Deaton is also arguing now that the leaders of rich countries must prioritise their own citizens over the world’s poorest people. Fellow ‘progressive’ mainstream economist, Joseph Stiglitz disagrees: “if the west is seen to prioritise its own people, it will fail to encourage global co-operation, for example, on climate change.”   But just how much ‘cooperation’ is possible when both Democratic and Republican administrations seek to isolate and weaken China’s economic progress through protectionist and ‘cold war’ policies?

Deaton is not the only mainstream economist who has been striving to understand what he got wrong in the last 30 years.  During the 2020 ASSA conference, the largest gathering of mainstream economics in the world, just before the pandemic struck, there was a big meeting organized by a new group calling themselves the Economics for Inclusive Prosperity (EfIP), run by some big mainstream names like Dani Rodrick or Gabriel Zucman. Their stated aim was to show that “the tools of mainstream economists not only lend themselves to, but are critical to, the development of a policy framework for what we call “inclusive prosperity.” While prosperity is the traditional concern of economists, the “inclusive” modifier demands both that we consider the interest of all people, not simply the average person, and that we consider prosperity broadly, including non-pecuniary sources of well-being, from health to climate change to political rights.”

Thus ‘inclusive economics’ is to be based on the assumption that markets and capitalism are still the best of all possible worlds, but they require ‘management and the involvement of people’, so that they can support the wonderful expertise of economists in solving social problems!

Some mainstream economists are attempting to revise the failed economic models of the past 30 years.  One new model is called HANK, “Heterogeneous Agent New Keynesian”!  Rather than boiling consumers down to an average “representative agent”, Hank models include a fuller distribution of people, whose spending might depend on whether they are underwater on their mortgage, how exposed they are to an inflation shock, the risk that they lose their job etc — and the interaction of all three.  So some real problems in consuming goods and services on the market.  So far, HANK does not seem to be working too  well.  As one Keynesian FT columnist put it: “Although it seems clear that accounting for inequality is important, it is not yet clear that economists have landed on exactly the right way to do it. Ultimately, tugging one part of simplified models closer to reality will be limited if other parts are wrong.”
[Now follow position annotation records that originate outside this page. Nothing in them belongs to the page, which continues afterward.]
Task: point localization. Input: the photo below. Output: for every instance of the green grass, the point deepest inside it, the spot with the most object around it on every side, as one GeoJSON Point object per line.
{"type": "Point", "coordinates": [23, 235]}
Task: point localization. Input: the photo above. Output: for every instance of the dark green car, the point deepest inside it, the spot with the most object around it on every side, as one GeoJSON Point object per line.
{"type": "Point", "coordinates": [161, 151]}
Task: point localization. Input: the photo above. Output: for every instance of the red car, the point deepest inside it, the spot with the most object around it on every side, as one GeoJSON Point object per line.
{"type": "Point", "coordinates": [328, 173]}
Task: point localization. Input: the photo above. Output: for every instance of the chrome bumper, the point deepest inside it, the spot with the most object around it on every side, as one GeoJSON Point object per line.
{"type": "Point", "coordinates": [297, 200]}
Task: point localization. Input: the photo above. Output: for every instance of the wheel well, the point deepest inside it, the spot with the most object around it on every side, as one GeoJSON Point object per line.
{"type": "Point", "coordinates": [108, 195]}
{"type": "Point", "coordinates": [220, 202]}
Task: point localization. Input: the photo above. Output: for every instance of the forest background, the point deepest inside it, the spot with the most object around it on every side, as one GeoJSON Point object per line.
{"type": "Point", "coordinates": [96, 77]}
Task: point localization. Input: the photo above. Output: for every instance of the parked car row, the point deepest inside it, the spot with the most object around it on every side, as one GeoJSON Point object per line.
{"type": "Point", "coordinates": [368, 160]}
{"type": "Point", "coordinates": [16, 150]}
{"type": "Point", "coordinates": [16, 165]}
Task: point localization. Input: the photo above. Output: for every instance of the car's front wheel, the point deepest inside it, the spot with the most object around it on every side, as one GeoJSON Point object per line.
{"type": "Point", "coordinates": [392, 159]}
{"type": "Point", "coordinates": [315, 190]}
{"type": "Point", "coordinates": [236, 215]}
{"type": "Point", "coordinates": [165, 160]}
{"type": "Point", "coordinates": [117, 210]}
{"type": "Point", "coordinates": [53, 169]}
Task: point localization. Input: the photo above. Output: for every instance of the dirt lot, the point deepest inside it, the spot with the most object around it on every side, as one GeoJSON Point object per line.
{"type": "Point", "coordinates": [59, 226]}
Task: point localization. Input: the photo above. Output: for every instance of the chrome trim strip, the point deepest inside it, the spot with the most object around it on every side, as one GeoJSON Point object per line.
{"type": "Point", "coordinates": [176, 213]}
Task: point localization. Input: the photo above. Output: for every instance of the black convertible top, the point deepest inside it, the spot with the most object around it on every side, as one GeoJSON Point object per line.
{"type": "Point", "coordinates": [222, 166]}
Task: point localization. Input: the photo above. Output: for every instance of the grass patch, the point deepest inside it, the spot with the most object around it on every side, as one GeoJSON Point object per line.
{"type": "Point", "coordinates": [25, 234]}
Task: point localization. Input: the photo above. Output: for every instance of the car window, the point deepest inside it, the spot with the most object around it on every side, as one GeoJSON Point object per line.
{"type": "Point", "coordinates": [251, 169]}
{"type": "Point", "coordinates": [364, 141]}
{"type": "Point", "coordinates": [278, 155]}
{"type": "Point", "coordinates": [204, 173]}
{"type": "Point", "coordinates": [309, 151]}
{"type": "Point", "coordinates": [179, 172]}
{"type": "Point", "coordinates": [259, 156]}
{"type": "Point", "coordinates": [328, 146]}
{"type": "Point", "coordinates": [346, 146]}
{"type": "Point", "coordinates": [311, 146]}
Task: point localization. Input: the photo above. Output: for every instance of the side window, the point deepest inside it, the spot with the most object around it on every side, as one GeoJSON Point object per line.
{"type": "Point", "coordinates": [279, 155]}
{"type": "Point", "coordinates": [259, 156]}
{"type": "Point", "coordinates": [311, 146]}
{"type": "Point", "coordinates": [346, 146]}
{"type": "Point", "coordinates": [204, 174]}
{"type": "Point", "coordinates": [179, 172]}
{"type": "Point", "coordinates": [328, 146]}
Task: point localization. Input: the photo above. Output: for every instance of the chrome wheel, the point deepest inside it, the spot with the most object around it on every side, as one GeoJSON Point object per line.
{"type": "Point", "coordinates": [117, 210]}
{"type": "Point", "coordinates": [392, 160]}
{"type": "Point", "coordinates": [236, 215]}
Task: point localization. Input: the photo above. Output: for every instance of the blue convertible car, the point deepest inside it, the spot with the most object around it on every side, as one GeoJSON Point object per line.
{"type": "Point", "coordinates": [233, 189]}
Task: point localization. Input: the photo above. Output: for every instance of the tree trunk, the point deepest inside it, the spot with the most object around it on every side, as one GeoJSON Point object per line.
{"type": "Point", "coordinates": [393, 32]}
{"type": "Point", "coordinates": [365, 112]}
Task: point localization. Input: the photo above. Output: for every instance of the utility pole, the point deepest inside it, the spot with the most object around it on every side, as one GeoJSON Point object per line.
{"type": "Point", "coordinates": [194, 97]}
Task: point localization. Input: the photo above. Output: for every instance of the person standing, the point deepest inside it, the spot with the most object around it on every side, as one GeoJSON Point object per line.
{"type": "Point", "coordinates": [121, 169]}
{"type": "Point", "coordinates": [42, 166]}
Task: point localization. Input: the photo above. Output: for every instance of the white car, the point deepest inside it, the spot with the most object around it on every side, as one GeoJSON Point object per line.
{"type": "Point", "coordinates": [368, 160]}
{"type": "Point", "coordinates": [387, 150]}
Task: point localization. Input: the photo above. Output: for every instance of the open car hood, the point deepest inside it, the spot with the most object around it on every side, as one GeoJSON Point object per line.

This brings us back to the reality of IMF and World Bank policies against the rhetoric of inclusive economics.  The IMF claims it now cares about the negative consequences of fiscal austerity, often citing how social spending should be protected from cuts through conditions that stipulate spending floors. Yet, an Oxfam analysis of seventeen recent IMF programs found that for every $1 the IMF encouraged these countries to spend on social protection, it told them to cut $4 through austerity measures. The analysis concluded that social spending floors were “deeply inadequate, inconsistent, opaque, and ultimately failing.”

But the IMF is worried.  Climate change, rising inequality and increased geopolitical ‘fragmentation’ threaten the world economic order and the stability of the social fabric of capitalism.  So something must be done.  As I reported before, Georgieva argues that “In the years ahead, global cooperation will be essential to manage geoeconomic fragmentation and reinvigorate trade, maximize the potential of AI without widening inequality, prevent bottlenecks on debt, and respond to climate change.” 

Global cooperation? We are in a world where rivalry between the major economic powers is intensifying, with the US imposing trade tariffs, technology bans, and military measures against China , while Europe conducts a proxy war with Russia.  Corporations, banks and governments continue to subsidise fossil fuel production while avoiding significant cuts in greenhouse gas emissions; and the rich get richer and the poor cannot catch up. We are in a lost decade not just for the world’s poor, but also for reversing global warming and avoiding geopolitical conflict.